Monthly Archives: December 2021

  • Learn How It Works

    Making beer is not rocket science, but you do need to know the basics. To brew beer you will need the proper ingredients and some specialized equipment.

    The beer-making process can be broken down into three major phases, wort creation, fermenting, and finally bottling and packaging. The most difficult and technical part of brewing is the creation of wort. If you get this part wrong your beer will be ruined and undrinkable.

    The wort stage is where you ferment sugars from the malts and blend them into the flavors from the hops. The malts look like little grains similar to rice and the hops look like little flower buds. The combination of these two ingredients, which boiled for some time, creates the wort.

    After the wort is made the next step is fermentation. Fermentation is when you take the wort and combine it with yeast that is specifically designed to take the sugars from the wort and convert them into carbon dioxide and ethanol. 

    There are many different types of yeast. There is yeast to make bread, there is yeast to make wine, and there is yeast to make beer. Oddly enough, some winemakers will not add yeast, and just let the natural yeast that occurs in the air and on the grapes take hold and ferment the wine. But with beer, the process is controlled and special yeasts are used to get particular flavor profiles in the beer. 

    This process takes place in stainless steel fermentation tanks. 

    Your local craft brewpub will likely use something small like a 3 bbl brewhouse to brew the beer, whereas larger facilities will have brewing systems that can handle hundreds or even thousands of barrels at once.  

    During the fermentation stage, there is not much for the brewer to do except to have patience with the process that takes place, and also to monitor things like the temperatures of the tanks to ensure a stable environment that allows for a complete fermentation.

    The process that involves converting yeast to glucose in the wort to carbon dioxide and ethyl is called fermentation. This is what gives carbonation to the beer, as well as its alcohol content. The fermentation process starts by transferring the cooled wort into a vessel. The vessel will already have yeast in it.

    If ale is being made, then the wort will be kept in the vessel at a temperature of 68F. It’ll remain stored at that temperature for two weeks. If lager is being made, then then it will be stored for around six weeks at a temperature of 48F. The vessels need to be constantly cooled because the fermentation process produces lots of heat.

    Generally speaking, there are fermentation tanks that can hold more than 2,000 gallons, which means four batches of wort would be needed to fill a single tank. The minimum length of time the fermentation process can be completed is two weeks. How much a brewery can produce does depend on the number of tanks they have.

    When the wort is initially added to the yeast, the mixture’s gravity is measured. It might be measured again further down the line. This is done to determine the beer’s alcohol content and to know when the fermentation process is completed.

    A long narrow vent pipe is connected to the fermenter, but other than that it remains sealed from the air. This is to let carbon dioxide escape.
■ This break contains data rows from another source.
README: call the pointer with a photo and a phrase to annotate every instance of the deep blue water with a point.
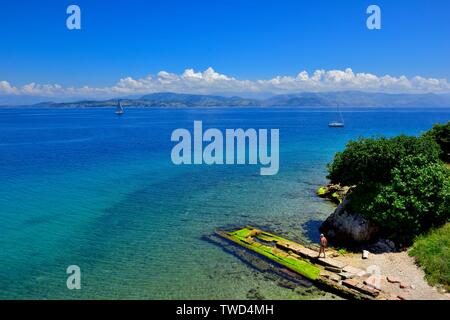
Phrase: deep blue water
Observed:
(85, 187)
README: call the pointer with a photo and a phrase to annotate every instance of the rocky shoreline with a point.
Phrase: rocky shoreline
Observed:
(349, 229)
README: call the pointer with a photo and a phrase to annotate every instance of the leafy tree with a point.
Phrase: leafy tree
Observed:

The outdoor air doesn’t get into the fermenter because the CO2 that constantly flows through the pipe prevents it from entering.

    Towards the end of the fermentation process, the yeast will begin to settle at the bottom of the tank. The fermenter is designed in a way that makes it easy for the yeast to capture and remove. Once removed, the yeast is kept to the side and used in the next batch.

    Before the yeast needs to be replaced, it can be used several times. When the yeast is mutated and the taste is altered, then it is replaced. When it comes to commercial brewing, consistency is everything.

    The vent tube is also capped during the fermentation process. This is to seal the vessel off from the air. Throughout the process, CO2 will be produced and pressure continues to build. This is what creates beer’s carbonation, for the most part.

    Later on in the process, the rest of the carbonation is added. After this is done, the beer remains pressurized. During bottling, it won’t remain under pressure, but this is only for a brief period.

    Once fermentation is completed, the beer is cooled. During this time, the rest of the yeast will settle at the bottom of the vessel. Other proteins and residue will gather at the bottom, too.

    Once the solids have gathered at the bottom, the beer will be removed from the fermenter. The remaining solids will be filtered out, and then the beer will be transferred to another tank. This is where it will remain until it is bottled up or placed in a keg. If needed, carbon dioxide will be adjusted, as this is done is to add more CO2 to the beer.

    One of the most important aspects of successfully brewing beer is also the least interesting and that is sanitation. It is critical to keep everything surgically clean.  

    All tools and containers that come into contact with all ingredients of the brewing process must not only be clean but they must be sanitized. This is the part of the process where a lot of beginners make mistakes. They don’t realize how hard it is to keep everything clean and sanitized.

    Brewmasters often learn the hard way how important sanitation is because they will ruin a few batches of beer due to contamination.

    This is just a broad overview of the brewing process. While it can sound intimidating at first brewing is like anything, the more you do it, the better you get at it. With time and experience, you will be more comfortable and make better beer.